From FreeBSD server I can ping everything via IPv6 (for example, ipv6.google.com), I can see dancing kame (http://www.kame.net).
My LAN computers get IPv6 addresses from FreeBSD server, when I ping each other by netBIOS name, I can see that they do that by IPv6 protocol. I'm working on server by SSH using it's IPv6 address, but can't get access to any resources outside server.
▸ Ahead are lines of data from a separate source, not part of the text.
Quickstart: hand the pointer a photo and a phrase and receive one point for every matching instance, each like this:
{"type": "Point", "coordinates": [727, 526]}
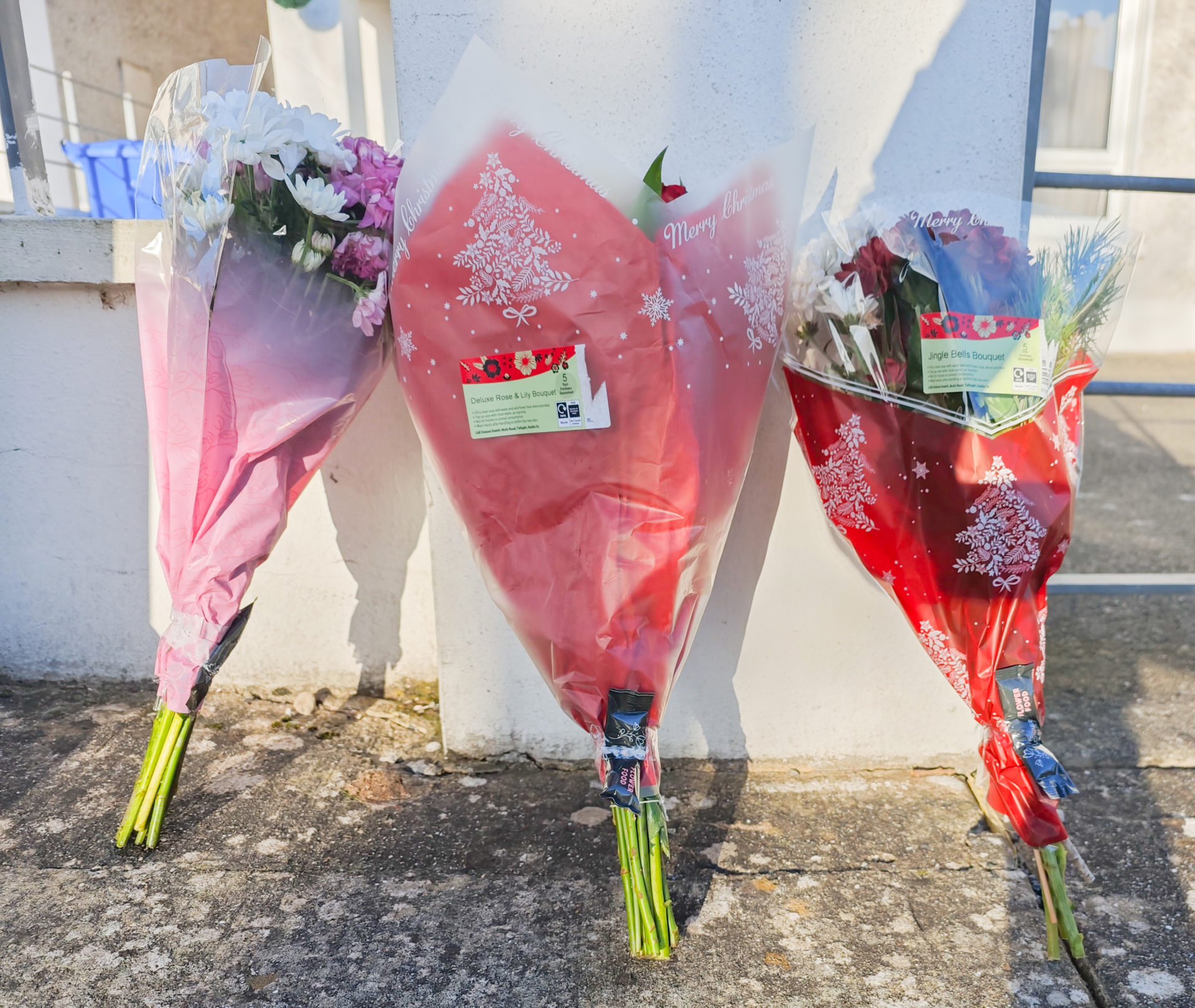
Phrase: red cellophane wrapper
{"type": "Point", "coordinates": [522, 245]}
{"type": "Point", "coordinates": [961, 502]}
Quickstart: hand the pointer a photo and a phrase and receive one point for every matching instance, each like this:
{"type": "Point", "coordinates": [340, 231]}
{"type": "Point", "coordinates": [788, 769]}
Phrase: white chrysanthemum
{"type": "Point", "coordinates": [322, 135]}
{"type": "Point", "coordinates": [204, 214]}
{"type": "Point", "coordinates": [317, 196]}
{"type": "Point", "coordinates": [814, 263]}
{"type": "Point", "coordinates": [846, 301]}
{"type": "Point", "coordinates": [263, 133]}
{"type": "Point", "coordinates": [306, 257]}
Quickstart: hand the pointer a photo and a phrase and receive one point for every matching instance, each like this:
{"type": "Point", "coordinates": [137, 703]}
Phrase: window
{"type": "Point", "coordinates": [1090, 91]}
{"type": "Point", "coordinates": [1077, 91]}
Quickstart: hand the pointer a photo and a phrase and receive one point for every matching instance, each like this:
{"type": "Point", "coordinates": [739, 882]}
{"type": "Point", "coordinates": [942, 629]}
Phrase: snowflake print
{"type": "Point", "coordinates": [1004, 539]}
{"type": "Point", "coordinates": [508, 258]}
{"type": "Point", "coordinates": [1040, 669]}
{"type": "Point", "coordinates": [655, 306]}
{"type": "Point", "coordinates": [952, 662]}
{"type": "Point", "coordinates": [762, 297]}
{"type": "Point", "coordinates": [1061, 439]}
{"type": "Point", "coordinates": [843, 480]}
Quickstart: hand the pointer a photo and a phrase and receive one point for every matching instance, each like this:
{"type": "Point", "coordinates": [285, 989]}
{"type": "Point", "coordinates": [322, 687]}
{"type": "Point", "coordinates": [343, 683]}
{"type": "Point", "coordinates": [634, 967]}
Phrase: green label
{"type": "Point", "coordinates": [993, 354]}
{"type": "Point", "coordinates": [530, 392]}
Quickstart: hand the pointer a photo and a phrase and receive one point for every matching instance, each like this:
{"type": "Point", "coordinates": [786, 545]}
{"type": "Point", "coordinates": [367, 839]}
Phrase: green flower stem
{"type": "Point", "coordinates": [139, 788]}
{"type": "Point", "coordinates": [1054, 859]}
{"type": "Point", "coordinates": [167, 782]}
{"type": "Point", "coordinates": [673, 931]}
{"type": "Point", "coordinates": [660, 900]}
{"type": "Point", "coordinates": [650, 936]}
{"type": "Point", "coordinates": [632, 915]}
{"type": "Point", "coordinates": [1052, 948]}
{"type": "Point", "coordinates": [174, 726]}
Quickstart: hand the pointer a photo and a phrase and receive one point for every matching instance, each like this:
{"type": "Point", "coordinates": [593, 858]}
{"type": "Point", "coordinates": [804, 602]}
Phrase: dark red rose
{"type": "Point", "coordinates": [874, 263]}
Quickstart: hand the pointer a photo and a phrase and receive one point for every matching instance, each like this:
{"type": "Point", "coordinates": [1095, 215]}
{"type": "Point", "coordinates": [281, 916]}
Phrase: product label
{"type": "Point", "coordinates": [985, 353]}
{"type": "Point", "coordinates": [531, 392]}
{"type": "Point", "coordinates": [1016, 688]}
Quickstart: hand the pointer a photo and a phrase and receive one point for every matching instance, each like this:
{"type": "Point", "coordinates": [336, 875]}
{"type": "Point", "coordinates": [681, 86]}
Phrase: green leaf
{"type": "Point", "coordinates": [655, 177]}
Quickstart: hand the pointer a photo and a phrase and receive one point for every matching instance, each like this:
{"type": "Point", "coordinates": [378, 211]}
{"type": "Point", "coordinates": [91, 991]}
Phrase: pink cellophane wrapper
{"type": "Point", "coordinates": [599, 545]}
{"type": "Point", "coordinates": [253, 371]}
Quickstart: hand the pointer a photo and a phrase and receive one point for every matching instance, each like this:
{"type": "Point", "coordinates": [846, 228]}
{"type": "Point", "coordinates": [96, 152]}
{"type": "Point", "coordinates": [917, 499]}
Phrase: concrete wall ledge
{"type": "Point", "coordinates": [70, 250]}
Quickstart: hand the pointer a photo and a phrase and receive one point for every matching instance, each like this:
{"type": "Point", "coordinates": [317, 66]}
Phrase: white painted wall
{"type": "Point", "coordinates": [800, 656]}
{"type": "Point", "coordinates": [344, 601]}
{"type": "Point", "coordinates": [336, 58]}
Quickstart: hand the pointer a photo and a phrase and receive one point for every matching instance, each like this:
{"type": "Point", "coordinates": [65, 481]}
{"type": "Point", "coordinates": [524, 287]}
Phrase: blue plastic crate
{"type": "Point", "coordinates": [110, 167]}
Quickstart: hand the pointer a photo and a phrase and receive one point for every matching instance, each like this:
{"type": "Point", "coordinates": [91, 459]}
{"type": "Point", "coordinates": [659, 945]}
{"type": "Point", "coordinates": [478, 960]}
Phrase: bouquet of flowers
{"type": "Point", "coordinates": [541, 290]}
{"type": "Point", "coordinates": [936, 364]}
{"type": "Point", "coordinates": [263, 317]}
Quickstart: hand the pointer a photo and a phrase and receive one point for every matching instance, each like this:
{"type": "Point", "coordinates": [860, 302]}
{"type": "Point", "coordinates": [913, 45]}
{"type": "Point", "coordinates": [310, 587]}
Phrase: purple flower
{"type": "Point", "coordinates": [361, 255]}
{"type": "Point", "coordinates": [371, 310]}
{"type": "Point", "coordinates": [372, 183]}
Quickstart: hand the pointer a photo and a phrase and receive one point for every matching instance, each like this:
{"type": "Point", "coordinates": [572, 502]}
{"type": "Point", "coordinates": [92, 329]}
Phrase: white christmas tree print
{"type": "Point", "coordinates": [843, 480]}
{"type": "Point", "coordinates": [762, 298]}
{"type": "Point", "coordinates": [405, 342]}
{"type": "Point", "coordinates": [508, 257]}
{"type": "Point", "coordinates": [952, 662]}
{"type": "Point", "coordinates": [655, 306]}
{"type": "Point", "coordinates": [1004, 539]}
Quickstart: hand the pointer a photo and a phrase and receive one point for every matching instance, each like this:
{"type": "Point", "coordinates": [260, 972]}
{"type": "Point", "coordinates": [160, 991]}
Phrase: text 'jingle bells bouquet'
{"type": "Point", "coordinates": [263, 316]}
{"type": "Point", "coordinates": [936, 358]}
{"type": "Point", "coordinates": [586, 366]}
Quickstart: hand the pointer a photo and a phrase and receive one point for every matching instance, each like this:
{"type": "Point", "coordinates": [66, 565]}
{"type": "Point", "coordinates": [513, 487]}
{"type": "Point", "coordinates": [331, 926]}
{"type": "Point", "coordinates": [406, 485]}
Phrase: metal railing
{"type": "Point", "coordinates": [1099, 584]}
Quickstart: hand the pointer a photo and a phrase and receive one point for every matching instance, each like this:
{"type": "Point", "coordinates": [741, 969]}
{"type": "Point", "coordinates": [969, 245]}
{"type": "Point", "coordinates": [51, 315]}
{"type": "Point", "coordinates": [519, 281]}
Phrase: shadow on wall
{"type": "Point", "coordinates": [703, 713]}
{"type": "Point", "coordinates": [950, 132]}
{"type": "Point", "coordinates": [375, 496]}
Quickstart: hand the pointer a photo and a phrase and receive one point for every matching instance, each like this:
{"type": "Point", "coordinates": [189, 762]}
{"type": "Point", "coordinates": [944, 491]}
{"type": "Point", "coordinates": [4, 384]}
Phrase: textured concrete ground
{"type": "Point", "coordinates": [334, 859]}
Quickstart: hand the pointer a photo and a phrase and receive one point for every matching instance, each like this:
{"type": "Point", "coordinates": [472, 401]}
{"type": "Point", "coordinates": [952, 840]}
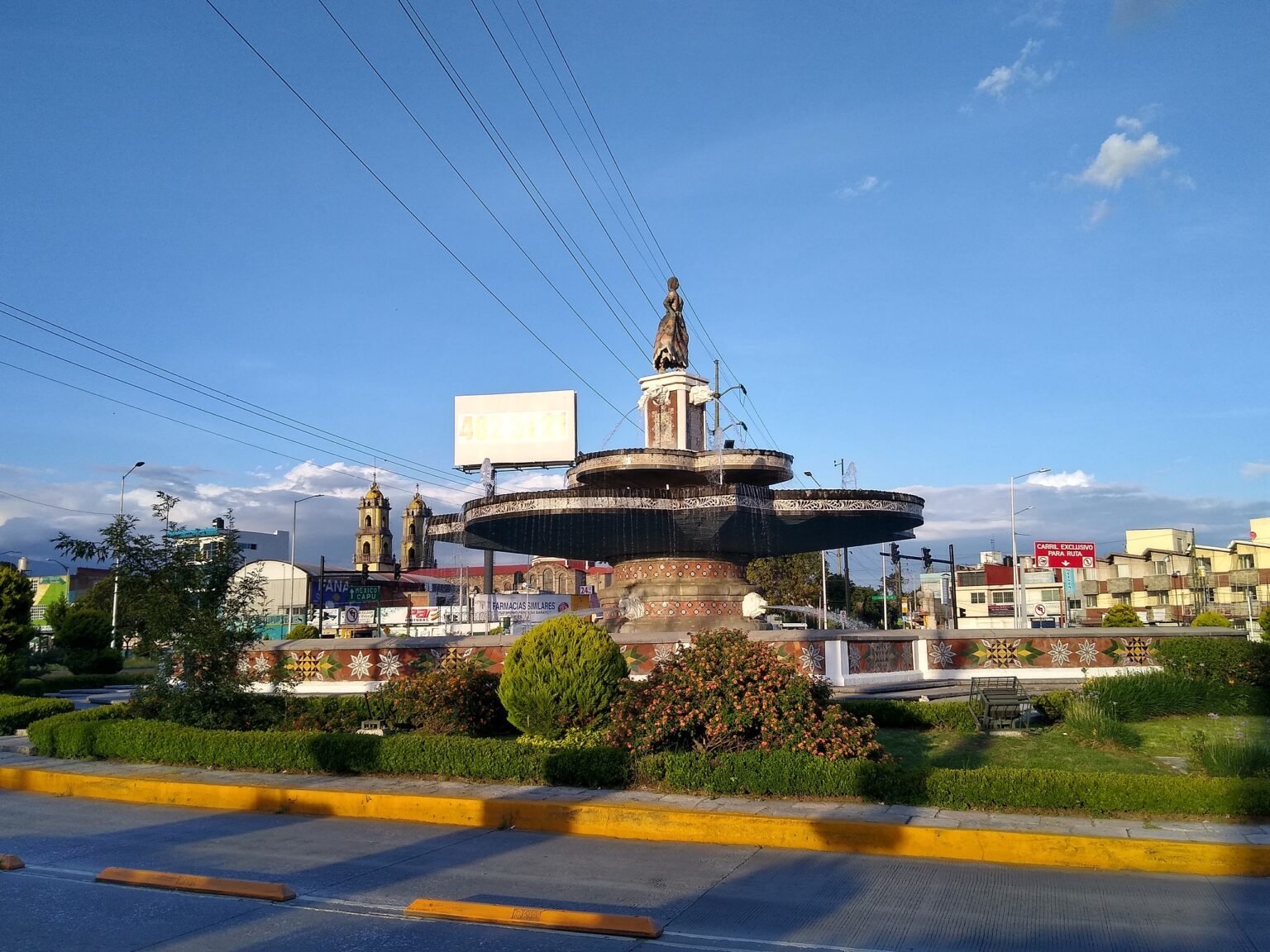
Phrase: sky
{"type": "Point", "coordinates": [945, 243]}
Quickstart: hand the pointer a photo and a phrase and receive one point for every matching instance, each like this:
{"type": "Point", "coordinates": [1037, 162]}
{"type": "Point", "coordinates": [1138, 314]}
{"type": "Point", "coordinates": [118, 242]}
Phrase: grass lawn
{"type": "Point", "coordinates": [1047, 750]}
{"type": "Point", "coordinates": [1167, 736]}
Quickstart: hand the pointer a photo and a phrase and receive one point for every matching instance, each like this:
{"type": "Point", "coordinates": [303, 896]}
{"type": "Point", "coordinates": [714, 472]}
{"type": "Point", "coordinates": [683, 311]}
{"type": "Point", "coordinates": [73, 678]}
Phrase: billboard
{"type": "Point", "coordinates": [516, 429]}
{"type": "Point", "coordinates": [1064, 555]}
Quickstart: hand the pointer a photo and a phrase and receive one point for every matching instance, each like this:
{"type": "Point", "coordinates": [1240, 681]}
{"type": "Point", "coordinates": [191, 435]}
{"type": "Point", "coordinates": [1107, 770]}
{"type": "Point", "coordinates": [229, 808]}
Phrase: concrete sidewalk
{"type": "Point", "coordinates": [1170, 845]}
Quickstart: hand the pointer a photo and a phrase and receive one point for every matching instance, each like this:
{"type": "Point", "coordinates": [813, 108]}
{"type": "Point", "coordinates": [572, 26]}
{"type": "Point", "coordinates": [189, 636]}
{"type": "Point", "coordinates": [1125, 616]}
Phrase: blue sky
{"type": "Point", "coordinates": [947, 243]}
It seems I missed something, but can't find what exactly. 
Few more things: 
1. If I ping ipv6.google.com from LAN, I can see outgoing packets on external server interface using tcpdump.
2. It seems, when I ping 
	
	



```
ping6 -I my_ext_if FF02::2
```
 I should see also my_ext_if link local address, but I can see only few neighbor routers.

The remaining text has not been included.